A Florida man has been arrested and charged with setting a fire that destroyed part of the Pulse Interim Memorial in Orlando, which honors 49 people killed in one of the deadliest mass shootings in U.S. history.
Mark Henson, 64, of Orlando, has been charged on Tuesday with felony criminal mischief for vandalizing the memorial by setting it on fire and fleeing the scene, according to the Orlando Fire Department.
In an 18-minute surveillance video posted to the onePULSE Foundation’s Facebook page, a man in a wheelchair is seen using what looks like a lighter to set fired to murals hanging on the memorial’s “offering wall,” the smaller of two parallel walls and the closest facing the street, which features small handmade murals, mementos, and flowers honoring the victims.
In the video, a man in a wheelchair pulls up to the memorial with what looks like a cigarette or lighter just before 8:30 p.m. on Oct. 12.
The arsonist is then seen rolling away as the murals burn for close to 15 minutes before beginning to die out.
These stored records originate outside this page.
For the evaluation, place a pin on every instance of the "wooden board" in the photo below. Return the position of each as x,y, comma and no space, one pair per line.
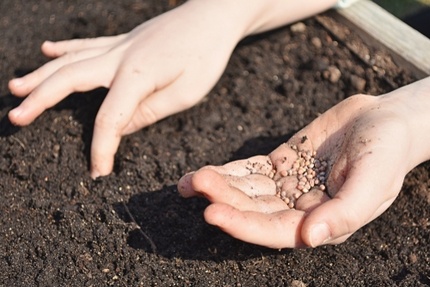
408,44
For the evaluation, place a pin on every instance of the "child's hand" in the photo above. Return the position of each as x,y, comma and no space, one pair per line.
370,144
152,72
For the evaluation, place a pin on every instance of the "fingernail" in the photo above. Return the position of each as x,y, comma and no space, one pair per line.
15,112
17,82
95,174
320,234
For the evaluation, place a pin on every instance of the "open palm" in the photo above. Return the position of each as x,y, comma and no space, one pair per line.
366,146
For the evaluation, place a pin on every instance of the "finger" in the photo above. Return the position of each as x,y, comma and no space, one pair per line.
114,116
59,48
361,199
238,174
76,77
274,230
311,200
25,85
217,190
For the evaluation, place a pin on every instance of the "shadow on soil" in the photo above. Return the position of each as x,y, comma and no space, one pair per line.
172,226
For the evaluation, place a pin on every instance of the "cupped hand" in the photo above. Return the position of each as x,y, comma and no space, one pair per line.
367,145
152,72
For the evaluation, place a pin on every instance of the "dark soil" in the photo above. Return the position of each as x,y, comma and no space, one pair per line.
60,228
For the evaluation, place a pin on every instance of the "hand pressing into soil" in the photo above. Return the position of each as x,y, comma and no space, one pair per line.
150,75
369,144
162,67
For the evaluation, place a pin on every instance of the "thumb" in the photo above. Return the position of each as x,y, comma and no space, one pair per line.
362,197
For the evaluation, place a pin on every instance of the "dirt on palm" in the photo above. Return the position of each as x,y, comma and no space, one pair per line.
60,228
That video was used, along with witness statements, to arrest Henson, authorities say.
Another person approaches a few minutes later to extinguish the remnants of the fire by stomping out the flames. No one was injured in the fire. The foundation noted that three “Angel” banners were burned, as well as other items honoring those killed — primarily LGBTQ people of color — in the 2016 shooting at the popular LGBTQ nightclub.
This isn’t the first time that the memorial has been vandalized. In May 2020, the logo for Pulse nightclub, which is featured in the middle of the display, was covered over by a sticker from Patriot Front, an organization that the Southern Poverty Law Center claims is a “white nationalist hate group.”
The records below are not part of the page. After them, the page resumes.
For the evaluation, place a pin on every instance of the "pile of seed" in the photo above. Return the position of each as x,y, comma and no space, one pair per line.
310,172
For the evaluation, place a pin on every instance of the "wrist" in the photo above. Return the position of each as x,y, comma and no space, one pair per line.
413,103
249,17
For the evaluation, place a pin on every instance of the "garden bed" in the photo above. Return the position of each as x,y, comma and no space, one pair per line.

Because the memorial sustained more than $1,000 in damage, the criminal mischief charges would be considered a felony, according to The New York Times.
In a statement, the onePULSE Foundation thanked the Orlando Fire Department for making the arrest and expressed its appreciation for first responders.
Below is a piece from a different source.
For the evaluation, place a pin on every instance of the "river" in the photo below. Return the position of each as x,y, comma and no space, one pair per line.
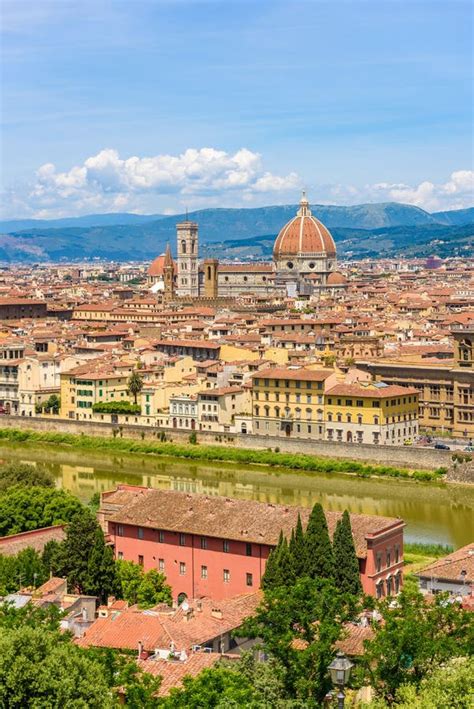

Brandon Wolf, a gun reform and political activist who survived the shooting, said the damage to the interim memorial was heartbreaking.
“It’s an important place — for me and others,” Wolf told the Times. “I’m grateful to the community members and organizations who were able to find the man responsible for this act of vandalism and have once again embodied this city’s spirit of support and unity.”
In June, President Joe Biden signed a bill to designate the former site of the nightclub as a permanent national memorial. Organizers eventually would like to install a reflecting pool and a museum with vertical gardens, public plazas, and a rooftop promenade at the site.
“Just over five years ago, the Pulse nightclub, a place of acceptance and joy, became a place of unspeakable pain and loss. And we’ll never fully recover, but we’ll remember,” Biden said at the bill signing.
He added that Congress, by passing the bill, had “enshrined in perpetuity a monument to the loss that occurred there, and an absolute determination that we’re going to deal with this every single solitary day.”